Health Canada’s Substance Use and Addictions Program is providing more than $2 million in funding over five years to the province towards the initiative. In turn, the province is contracting the college to provide training sessions for new prescribers, such as physicians, nurse practitioners and pharmacists throughout Manitoba. The college will also update its recommended practices manual for methadone treatment and develop a recommended practices manual for suboxone treatment that reflect best practices.

The college is the statutory body responsible for maintaining standards of medical practice and ensuring physicians are in compliance with continuing professional development requirements.

“Opioid addiction is a treatable condition and this is a cost-effective way to treat an individual while reducing the societal burden of the disease,” said Dr. Anna Ziomek, registrar of the College of Physicians and Surgeons of Manitoba. “The training sessions the college offers focus on promoting a comprehensive, non-judgmental approach to care, challenging stigma and promoting the fact that positive outcomes are possible when individuals can access the help they need. The college is pleased to participate in this ongoing collaborative effort with the federal and provincial government to improve the health of Manitobans.”

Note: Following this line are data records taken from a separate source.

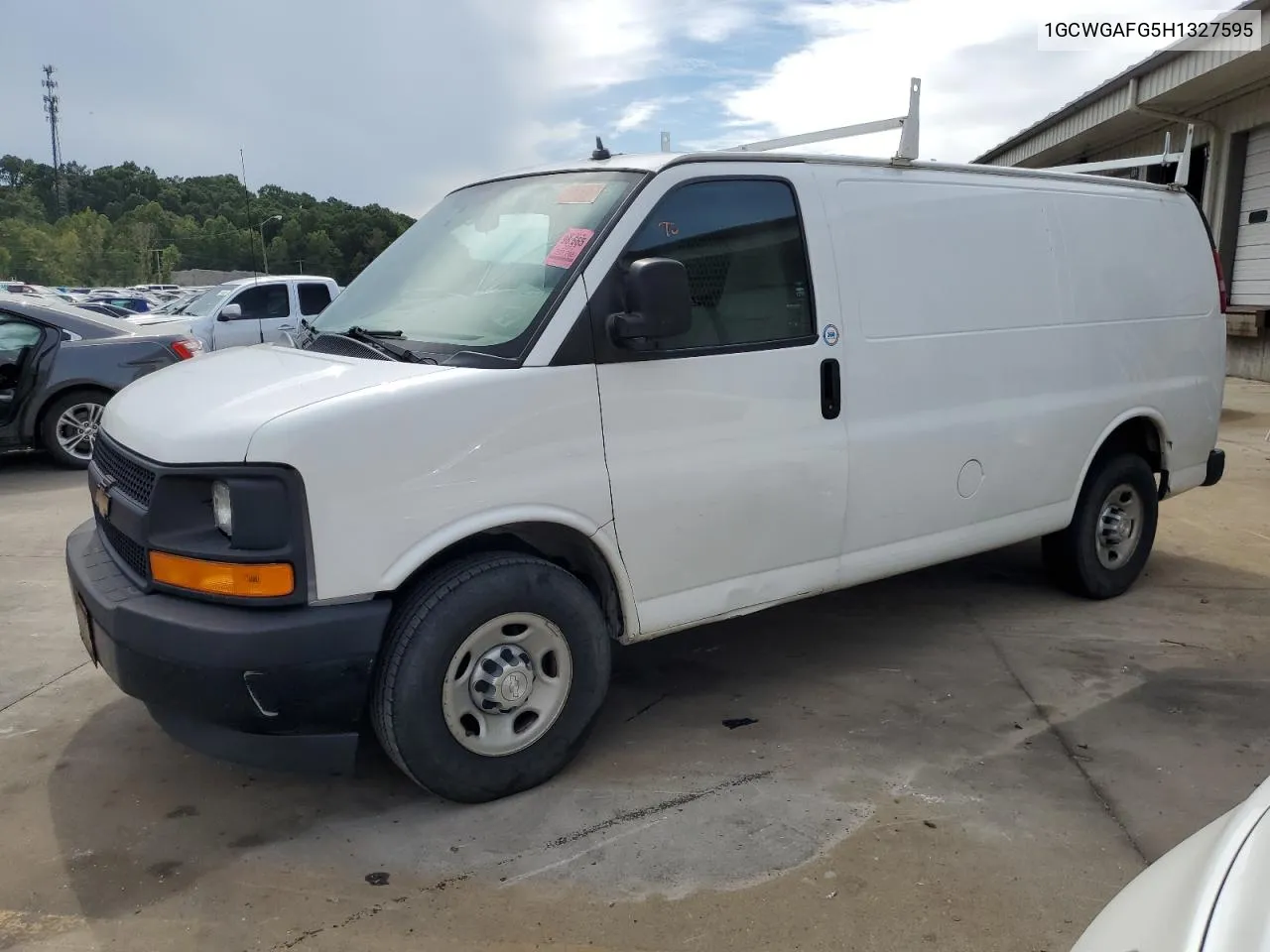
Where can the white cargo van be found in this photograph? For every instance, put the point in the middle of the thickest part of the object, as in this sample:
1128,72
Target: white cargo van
610,400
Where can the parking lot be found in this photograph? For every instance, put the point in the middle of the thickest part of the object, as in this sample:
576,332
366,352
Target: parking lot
957,760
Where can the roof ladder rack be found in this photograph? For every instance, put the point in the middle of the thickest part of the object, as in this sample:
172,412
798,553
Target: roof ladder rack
1165,158
908,137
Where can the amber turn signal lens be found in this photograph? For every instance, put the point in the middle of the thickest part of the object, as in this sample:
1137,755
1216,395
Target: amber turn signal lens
249,580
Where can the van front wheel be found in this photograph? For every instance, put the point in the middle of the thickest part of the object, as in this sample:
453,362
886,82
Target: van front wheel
493,673
1105,548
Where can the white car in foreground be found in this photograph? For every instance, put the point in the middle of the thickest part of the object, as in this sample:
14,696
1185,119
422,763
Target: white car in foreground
1207,893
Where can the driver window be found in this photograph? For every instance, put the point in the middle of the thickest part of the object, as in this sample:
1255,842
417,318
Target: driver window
16,335
264,301
17,339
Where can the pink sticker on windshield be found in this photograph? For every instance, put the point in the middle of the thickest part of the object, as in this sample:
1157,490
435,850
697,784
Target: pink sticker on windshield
580,193
570,246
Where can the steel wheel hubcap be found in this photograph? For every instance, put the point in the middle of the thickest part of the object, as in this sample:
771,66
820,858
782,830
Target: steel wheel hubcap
76,429
507,684
1119,526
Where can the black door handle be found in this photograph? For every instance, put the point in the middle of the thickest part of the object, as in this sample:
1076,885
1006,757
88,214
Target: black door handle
830,389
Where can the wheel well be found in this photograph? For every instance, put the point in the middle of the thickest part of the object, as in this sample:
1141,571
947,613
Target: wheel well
39,422
561,544
1139,435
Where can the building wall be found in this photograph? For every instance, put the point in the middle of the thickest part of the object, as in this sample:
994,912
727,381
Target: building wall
1247,356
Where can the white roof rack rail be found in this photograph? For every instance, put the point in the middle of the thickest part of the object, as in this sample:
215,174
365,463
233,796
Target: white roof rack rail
908,125
1142,162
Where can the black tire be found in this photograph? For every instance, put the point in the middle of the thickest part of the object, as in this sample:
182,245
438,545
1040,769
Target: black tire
1071,556
53,413
430,626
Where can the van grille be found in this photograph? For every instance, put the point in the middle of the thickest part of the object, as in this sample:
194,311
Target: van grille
340,345
132,479
132,553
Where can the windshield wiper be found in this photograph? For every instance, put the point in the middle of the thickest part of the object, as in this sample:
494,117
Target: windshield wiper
375,338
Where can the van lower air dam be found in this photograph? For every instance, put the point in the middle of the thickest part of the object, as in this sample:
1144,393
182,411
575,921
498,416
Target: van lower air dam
1147,30
617,398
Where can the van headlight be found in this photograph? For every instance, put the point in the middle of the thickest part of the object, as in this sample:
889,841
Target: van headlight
222,508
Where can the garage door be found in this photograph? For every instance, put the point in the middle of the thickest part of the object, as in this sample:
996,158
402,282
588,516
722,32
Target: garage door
1250,281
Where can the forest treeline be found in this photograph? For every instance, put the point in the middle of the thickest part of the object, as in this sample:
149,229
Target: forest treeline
126,225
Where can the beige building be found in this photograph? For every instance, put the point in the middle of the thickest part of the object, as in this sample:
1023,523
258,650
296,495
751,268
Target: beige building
1227,98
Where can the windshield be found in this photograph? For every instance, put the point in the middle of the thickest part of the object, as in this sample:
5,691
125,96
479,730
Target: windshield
480,270
206,303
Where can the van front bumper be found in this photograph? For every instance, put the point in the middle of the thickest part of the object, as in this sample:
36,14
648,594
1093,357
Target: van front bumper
277,688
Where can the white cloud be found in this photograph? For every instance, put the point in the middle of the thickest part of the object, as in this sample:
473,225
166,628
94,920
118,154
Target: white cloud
983,76
601,44
636,116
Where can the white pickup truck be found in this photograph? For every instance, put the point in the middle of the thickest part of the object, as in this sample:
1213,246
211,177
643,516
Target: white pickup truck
259,309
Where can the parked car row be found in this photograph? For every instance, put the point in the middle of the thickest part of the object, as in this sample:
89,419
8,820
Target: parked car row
60,365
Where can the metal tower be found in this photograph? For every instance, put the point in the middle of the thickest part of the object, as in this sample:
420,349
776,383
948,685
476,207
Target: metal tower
51,100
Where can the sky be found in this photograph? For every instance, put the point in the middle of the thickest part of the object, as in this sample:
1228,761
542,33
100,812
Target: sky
397,102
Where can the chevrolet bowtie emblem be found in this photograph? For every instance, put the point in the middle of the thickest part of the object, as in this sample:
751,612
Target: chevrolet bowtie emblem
102,497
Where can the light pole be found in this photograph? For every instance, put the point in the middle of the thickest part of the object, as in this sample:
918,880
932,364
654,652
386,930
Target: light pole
264,252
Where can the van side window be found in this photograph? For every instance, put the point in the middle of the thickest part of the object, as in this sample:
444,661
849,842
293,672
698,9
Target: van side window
262,301
742,243
313,298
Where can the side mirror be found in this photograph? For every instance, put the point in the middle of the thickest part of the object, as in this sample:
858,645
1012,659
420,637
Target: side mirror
658,303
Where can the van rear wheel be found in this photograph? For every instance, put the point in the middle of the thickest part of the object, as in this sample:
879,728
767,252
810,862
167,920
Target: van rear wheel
493,673
1106,546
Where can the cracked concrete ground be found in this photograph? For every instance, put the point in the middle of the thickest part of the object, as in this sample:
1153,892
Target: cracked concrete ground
953,760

Through this initiative, the college has already completed four opiate replacement therapy prescriber training sessions and trained 100 people. Two sessions were in Winnipeg, with the others in Dauphin and The Pas. In total, at least 400 prescribers are expected to be trained during the length of the project.

The minister noted the announcement fulfils a recommendation from the VIRGO report, which outlined a strategy to improve mental health and addictions services in Manitoba.